What happens is when you're using a gem or depending on a library, when a version number changes, it could cause problems in your application. The way that this is designes is when you see the numbers change, you know generally what level of changes have happened. For example if the last number changes, that is just saying that it has fixed a bug, and that's it. So there's been a bug fix, great! In almost every case, we always want to include the bug fixes, for Rails, if there's a bug fix, it's certainly important because it's probably related to a security problem.

When the middle number of a version changes, this represents that the developer or company has added fuctionality in a backwards compatible manner, and that's important. The backwards compatible part of the last two numbers are very important. That basically means that what we've got will still work with the old version, we've added some new features and we've pathched some bugs. So the last two numbers represent things that are non breaking. So when you're using Rails, for example, Rails 2.3 is going to be a lot different than Rails 3.1 or 3.2 or 4 or 4.2. So when you go from a major version here, there's going to be a significant amount of changes. But going from Rails 4.0 to 4.1, will only change the middle number, and that means that you should be able to upgrade relatively seamlessly and not run into any breaking problems. But if you're going to go from 3 to 4, you're going to have to update a lot of your code to make sure it's compatible. And that's why the first number is the one that is potentially the most dangerous.
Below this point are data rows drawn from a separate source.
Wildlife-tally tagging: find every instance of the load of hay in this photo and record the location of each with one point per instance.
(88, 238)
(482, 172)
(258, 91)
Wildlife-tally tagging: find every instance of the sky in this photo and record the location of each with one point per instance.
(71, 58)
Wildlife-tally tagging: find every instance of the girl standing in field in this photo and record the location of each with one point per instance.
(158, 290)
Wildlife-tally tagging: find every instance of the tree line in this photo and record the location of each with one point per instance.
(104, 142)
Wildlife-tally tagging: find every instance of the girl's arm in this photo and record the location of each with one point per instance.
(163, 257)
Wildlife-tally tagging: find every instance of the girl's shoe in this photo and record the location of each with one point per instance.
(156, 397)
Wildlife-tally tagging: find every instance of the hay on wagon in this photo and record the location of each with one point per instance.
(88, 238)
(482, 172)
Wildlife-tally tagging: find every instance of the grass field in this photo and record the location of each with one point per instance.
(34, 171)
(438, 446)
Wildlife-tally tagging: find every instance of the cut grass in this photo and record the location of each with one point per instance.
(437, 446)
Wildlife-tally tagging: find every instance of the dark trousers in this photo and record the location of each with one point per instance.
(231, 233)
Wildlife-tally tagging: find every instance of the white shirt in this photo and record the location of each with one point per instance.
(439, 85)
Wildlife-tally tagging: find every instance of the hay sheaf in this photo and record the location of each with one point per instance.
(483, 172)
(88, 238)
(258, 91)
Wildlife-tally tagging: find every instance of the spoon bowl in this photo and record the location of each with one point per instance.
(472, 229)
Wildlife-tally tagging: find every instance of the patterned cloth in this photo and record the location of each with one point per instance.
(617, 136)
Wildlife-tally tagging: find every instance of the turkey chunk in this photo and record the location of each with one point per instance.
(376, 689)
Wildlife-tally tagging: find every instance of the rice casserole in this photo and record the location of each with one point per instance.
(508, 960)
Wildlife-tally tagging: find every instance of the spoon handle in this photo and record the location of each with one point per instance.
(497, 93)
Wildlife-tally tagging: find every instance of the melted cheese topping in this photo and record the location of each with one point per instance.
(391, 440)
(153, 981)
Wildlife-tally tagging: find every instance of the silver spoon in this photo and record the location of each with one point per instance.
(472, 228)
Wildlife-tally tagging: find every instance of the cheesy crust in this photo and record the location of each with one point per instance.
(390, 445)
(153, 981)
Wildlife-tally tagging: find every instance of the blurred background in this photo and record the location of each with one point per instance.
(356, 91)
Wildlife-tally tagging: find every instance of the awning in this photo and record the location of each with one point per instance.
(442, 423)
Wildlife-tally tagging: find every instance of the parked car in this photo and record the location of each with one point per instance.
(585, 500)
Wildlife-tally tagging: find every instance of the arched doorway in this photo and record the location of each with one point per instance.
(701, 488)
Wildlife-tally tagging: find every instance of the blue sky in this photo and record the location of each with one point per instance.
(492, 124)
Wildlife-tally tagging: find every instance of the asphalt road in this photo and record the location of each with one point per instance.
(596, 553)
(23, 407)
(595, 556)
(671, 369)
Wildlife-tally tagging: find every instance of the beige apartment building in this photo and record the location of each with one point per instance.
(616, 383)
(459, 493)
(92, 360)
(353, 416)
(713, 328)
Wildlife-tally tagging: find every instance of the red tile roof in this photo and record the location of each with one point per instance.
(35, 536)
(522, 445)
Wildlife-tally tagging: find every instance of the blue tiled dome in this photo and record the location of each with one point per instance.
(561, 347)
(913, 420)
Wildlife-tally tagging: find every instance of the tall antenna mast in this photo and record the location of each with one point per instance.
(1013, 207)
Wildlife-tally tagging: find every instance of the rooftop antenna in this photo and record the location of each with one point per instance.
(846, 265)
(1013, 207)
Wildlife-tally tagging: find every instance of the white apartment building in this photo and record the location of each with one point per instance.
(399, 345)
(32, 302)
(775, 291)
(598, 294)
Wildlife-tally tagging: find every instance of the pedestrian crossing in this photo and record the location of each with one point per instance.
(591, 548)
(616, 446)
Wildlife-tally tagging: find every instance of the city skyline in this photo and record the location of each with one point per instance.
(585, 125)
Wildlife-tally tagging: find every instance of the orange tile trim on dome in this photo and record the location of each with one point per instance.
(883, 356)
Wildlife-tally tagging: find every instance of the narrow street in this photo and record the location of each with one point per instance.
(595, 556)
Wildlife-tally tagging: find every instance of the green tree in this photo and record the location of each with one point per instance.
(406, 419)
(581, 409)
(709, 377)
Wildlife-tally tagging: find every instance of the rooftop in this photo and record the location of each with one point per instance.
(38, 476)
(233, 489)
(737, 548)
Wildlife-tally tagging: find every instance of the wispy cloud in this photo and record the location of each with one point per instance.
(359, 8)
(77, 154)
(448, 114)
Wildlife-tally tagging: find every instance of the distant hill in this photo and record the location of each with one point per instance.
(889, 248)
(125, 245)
If you accidentaly update your Rails application from 3 to 4, everything is going to break and you're going to have to go back either to Rails 3 or to go patch your code to be compatible with the latest version.

Semantic Versioning basically gives you an insight into what has changed just by glancing at the numbers. Let's take a look at that in our Gemfile and see how that affects us.

I have an example Gemfile here with only the Rails gem in it, but it's set to a little bit older version (4.0.3), and we want to make our application compatible with all of the security patches that Rails will recieve. So what we have right now is only ever going to install version 4.0.3, there's nothing here that says to take the updates, and if you want, you could change this version manually and handle that. But that's not really the most effective way to handle your Gemfile.

If we go to the Rails gem, we can see what the lates version is. Now Rails has 4.1.0 which has added some features according to semantic versioning, but it's still backwards compatible with what we're using right now. And if we take a look at Rails 4.0, we can see that there's a 4.0.4 that has been released since we generated this Gemfile, because we're on 4.0.3 If we want to make our Gemfile capable of upgrading versions of our gems automatically, then we can take an approach to this by adding a little bit of syntax into our version strings here. So right now, this is effectively saying that we want Rails gem equal to 4.0.3, and you can specify the equal sign in here to say that. You can also say that you want any gems that are greater than or equal to 4.0.3 which will give you the latest Rails gem, which is going to be 4.1.0, so it's not going to upgrade only this last number, it will upgrade all of them. So if Rails 5 comes out, it will install Rails 5. And that could cause breaking changes, so greate than and equal to are generally not good ideas to use when you're putting these in your Gemfile. And in our case, we just want to upgrade 4.0.3 to 4.0.4 so we know that we have the most secure and patched version and we'll never run into any breaking changes. Our code is written and tested to work on 4.0, and right now we're on 4.0.4, and we want to automatically have bundler update this for us, and if we put a ~>, this is going to indicate to Rails that it can update the Rails gem but only if the last number changes, so you almost always want to use the ~> line in your gem versions just to make sure that you're only patching things and not breaking changes. And this applies to all of your gems, so when we depend upon a whole bunch of gems, there is a much greater chance that one of them is going to throw everything off and really throw a wrench into your Gemfile, and you're going to spend a lot of time trying to fix it.

Last but not least, we could run bundle install to install the gems, and the way that we had it before was that 4.0.3 would be installed, and now that we just changed that to ~>, that syntax is going to upgrade the gem, and when we run bundle update, this is going to install a new version of Rails, and it's going to be 4.0.4. As you can see here, rails 4.0.4 was installed, and that is exactly what we want, so when when 4.0.5 comes out, we just run bundle update, we don't have to change our Gemfile, everything is going to be perfectly set up, and anyone else that uses our Rails application will run bundle install from scratch and they will always get the latest version of Rails. The Gemfile is provided by Bundler, and bundle is the command that we use to install those gems that we specified. If you want to learn more about bundler, take a look at and browse the site and learn more about how it works. And if you want to learn about what we just talked about, you can click on learn more about gem files, and it will give you a bunch of information, as well as a manual and version specifiers that we talked about today. If you have a need to install beta versions, or RC versions, or even use >=, you can look into this, and make sure that you're specifying it the right way, and this page also has a whole lot of information about it that will go on real deep if you're interested in learning more about it. That is semantic versioning with bundler and Rails.